The first three or four books in the GrailQuest series are excellent - they're well-written and have lots of humour, but also good stories. The use of maps allows the books to feel a lot bigger than their 200 or so sections, and there's a good combat system that allows for a lot more variety than, say, Fighting Fantasy's system did. Game mechanics such as the Dreamtime also add some more entertainment. The books get steadily harder from the fairly easy Castle of Darkness to the pinnacle of the series that is Gateway of Doom. As mentioned above, though, the big appeal of these books is the comedy. Running gags such as Merlin's homes and the Poetic Fiend, plus some wonderfully surreal situations such as the Vampire Carrot - if you're looking for funny gamebooks, I think these would be the obvious choice.

Unfortunately, after the halfway point, the books go noticeably downhill.
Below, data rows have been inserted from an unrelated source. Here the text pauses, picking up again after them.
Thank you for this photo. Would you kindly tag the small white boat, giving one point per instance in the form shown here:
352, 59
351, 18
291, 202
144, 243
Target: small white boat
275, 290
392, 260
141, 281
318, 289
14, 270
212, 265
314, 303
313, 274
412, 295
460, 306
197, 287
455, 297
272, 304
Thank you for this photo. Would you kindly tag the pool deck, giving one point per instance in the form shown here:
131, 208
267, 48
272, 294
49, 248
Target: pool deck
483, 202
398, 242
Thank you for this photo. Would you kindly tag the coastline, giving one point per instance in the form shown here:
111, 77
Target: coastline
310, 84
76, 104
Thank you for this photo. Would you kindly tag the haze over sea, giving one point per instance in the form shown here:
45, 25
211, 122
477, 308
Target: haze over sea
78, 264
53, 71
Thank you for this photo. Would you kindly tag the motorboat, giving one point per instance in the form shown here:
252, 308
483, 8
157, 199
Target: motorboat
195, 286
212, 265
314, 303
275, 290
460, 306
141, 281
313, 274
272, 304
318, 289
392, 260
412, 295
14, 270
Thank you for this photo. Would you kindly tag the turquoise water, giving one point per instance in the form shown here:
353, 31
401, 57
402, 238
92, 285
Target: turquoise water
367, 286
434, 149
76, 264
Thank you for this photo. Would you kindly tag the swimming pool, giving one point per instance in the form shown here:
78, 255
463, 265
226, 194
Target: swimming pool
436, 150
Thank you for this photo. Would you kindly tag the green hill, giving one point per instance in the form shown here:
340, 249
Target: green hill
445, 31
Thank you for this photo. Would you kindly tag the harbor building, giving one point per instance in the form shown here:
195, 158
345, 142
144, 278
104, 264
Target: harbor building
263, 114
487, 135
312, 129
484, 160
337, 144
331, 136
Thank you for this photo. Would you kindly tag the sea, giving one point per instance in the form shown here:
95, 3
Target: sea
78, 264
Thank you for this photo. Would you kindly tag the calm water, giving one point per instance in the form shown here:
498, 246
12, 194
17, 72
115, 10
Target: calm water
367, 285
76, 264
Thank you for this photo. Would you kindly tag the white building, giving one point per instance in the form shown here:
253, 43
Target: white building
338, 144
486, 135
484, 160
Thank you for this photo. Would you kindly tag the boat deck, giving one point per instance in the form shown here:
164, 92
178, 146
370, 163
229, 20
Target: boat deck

Books 6 and 7 in particular have large errors that could well make them unplayable (sections that don't link up properly, instructions for fighting the boss that aren't mentioned when you meet him, and an important item it's impossible to actually obtain), almost as if they were rushed without play-testing, but whilst they're still fun I feel the second half of the series just lacked some of the sparkle and wit the first four books did. Legion of the Dead is a worthy finale to a generally enjoyable series, though.


This was a series I read in my youth and had fair memories of it. It was probably the first "humourous" take on fantasy gamebooks I ever read, so it felt original at the time. Nowadays, I have a bit less patience for irreverent takes on the genre. It can feel a bit smug. But I can appreciate that the author was trying to offer an alternative to Fighting Fantasy which had dominated British gamebooks up to that point.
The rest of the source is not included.